NEW YORK - OCTOBER 13:  Manager Joe Girardi #28 of the New York Yankees talks with Alex Rodriguez #13  during a workout session at Yankee Stadium on October 13, 2010 in the Bronx borough of New York City.  (Photo by Nick Laham/Getty Images)
Nick Laham/Getty Images
Phil WatsonCorrespondent IJanuary 3, 2017

New York Yankees manager Joe Girardi had a “great” phone conversation with slugger Alex Rodriguez last week, according to an anonymous source who spoke with ESPNNewYork.com.

According to the source, the call happened Friday. That was the same day CBSSports.com reported that Girardi placed a call to the public address announcer during a postseason game at Yankee Stadium. The call, according to the report, was to request Rodriguez not be named when Raul Ibanez was going to pinch-hit for A-Rod.

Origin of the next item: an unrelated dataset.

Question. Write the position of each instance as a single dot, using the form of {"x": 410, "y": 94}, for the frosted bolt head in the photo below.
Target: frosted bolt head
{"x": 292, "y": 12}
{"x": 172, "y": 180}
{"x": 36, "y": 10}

Instead, Ibanez went to the plate and was announced, but there was no mention of the player he was hitting for.

It’s nice for Girardi to be considerate of Rodriguez’s feelings, but it doesn’t do the embattled slugger any favors.

Fans of the Yankees and every other team in Major League Baseball have more than a half-billion reasons—the combined dollar amounts of A-Rod’s last two contracts—to hold him to a much different standard than they do any other player in baseball.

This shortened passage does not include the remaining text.